In November 2004 Perry organized CNN’s West Bank coverage of the death and funeral of Palestinian President Yasser Arafat, an opportunity which arose from his previous service as press officer for the European Union’s Reconciliation Program, during the Second Palestinian Intifada. In this press officer position, Perry participated in discussions with a broad spectrum of policy-makers on public relations issues relating to the Israel-Palestinian conflict.

Perry and correspondent Karl Penhaul won the Edward R. Murrow award for "Continuing Coverage: CNN, Coverage of the Middle East Conflict" for their coverage of the 2006 war between Israel and Hezbollah.
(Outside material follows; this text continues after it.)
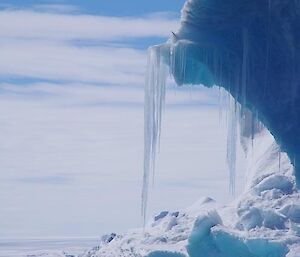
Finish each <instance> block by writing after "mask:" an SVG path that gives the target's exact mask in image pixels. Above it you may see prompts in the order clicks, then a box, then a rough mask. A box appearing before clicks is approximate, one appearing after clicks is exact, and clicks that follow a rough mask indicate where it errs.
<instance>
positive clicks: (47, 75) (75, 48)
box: [0, 5, 177, 85]
mask: <svg viewBox="0 0 300 257" xmlns="http://www.w3.org/2000/svg"><path fill="white" fill-rule="evenodd" d="M42 7H43V8H44V10H45V12H41V11H39V12H38V11H36V8H37V7H33V8H35V9H33V10H9V9H7V10H3V11H0V56H1V60H0V77H1V78H12V77H13V78H15V77H16V78H30V79H39V80H52V81H60V82H86V83H101V84H109V85H110V84H119V85H129V84H130V85H142V84H143V83H144V73H145V64H146V51H145V49H142V50H138V49H135V48H134V47H125V46H124V45H120V44H119V45H117V44H116V43H118V42H119V43H121V42H124V41H125V40H129V39H130V40H137V39H142V38H150V37H166V36H168V33H169V31H170V30H171V29H172V28H174V27H175V26H176V25H177V21H176V20H175V19H174V18H171V17H170V14H168V13H165V14H156V15H155V14H150V15H148V16H145V17H109V16H93V15H83V14H74V13H72V14H70V13H69V14H62V13H53V12H51V10H53V9H54V10H56V11H57V10H59V9H61V8H62V9H63V10H66V9H68V8H69V7H68V6H67V7H66V6H47V5H46V6H45V5H43V6H42ZM70 8H71V7H70ZM70 8H69V11H71V10H70ZM71 9H72V8H71ZM162 40H163V39H162ZM88 41H93V42H94V43H95V44H90V45H89V44H86V45H84V44H83V45H82V44H79V43H78V42H88ZM105 42H106V43H107V42H110V45H111V46H107V44H105ZM113 43H114V44H113ZM105 45H106V46H105Z"/></svg>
Perry and Penhaul were the first journalists to arrive in Tyre, Lebanon, amid the early fighting in 2006. As one of only a handful of journalist teams present in Southern Lebanon during the first five days of the war, they provided important coverage during the first week of the war. Perry published the article "The True Cost of War" for cnn.com, describing his experiences in Lebanon during that time.

In 2007, Perry was among the first reporters to appear live from Bangladesh during the massive cyclone Sidr providing both on-air coverage and still photographs.

As the CNN liaison for the Middle East and CNN’s bureau chief in Lebanon, Perry conducted a series of first-time interviews with prominent world leaders. In August 2007 he conducted an exclusive interview with the exiled Hamas leader Khaled Meshaal from a safe house in Syria. Perry was one of the first reporters from the Western media to interview Meshaal and published a well-known article entitled "Face to Face with top Hamas Leader in a Secret Location". In 2008, Perry became one of the first reporters in more than three years to interview the President of Syria, Bashar al-Assad in English. Additionally, Perry interviewed Syrian first lady Asma al-Assad in 2009, and Saad Hariri, the Lebanese prime minister, in the first interview with him after his election, in 2008.

In December 2022, Perry, a lifelong Baltimore Orioles fan, joined the club as senior vice president and chief content officer. John P. Angelos, the team's then-chairman and CEO, called Perry a "master storyteller" who would help integrate the team's multimedia content throughout the organization and with its partners.

Perry left the Orioles in early 2025 to pursue other opportunities.

==Awards==
Perry won an Alfred I. duPont–Columbia University Award for his work in the network's coverage of the capture of Saddam Hussein.

Perry was involved in the reporting that won CNN the "Edward R. Murrow" award for Excellence in Journalism for the network's coverage of the 2006 war between Lebanon and Israel.

==Photography==
Perry has also worked as a photojournalist and has published a series of exclusive still photographs of combat action with the Marine Corps in Ramadi, Fallujah and other cities in Iraq.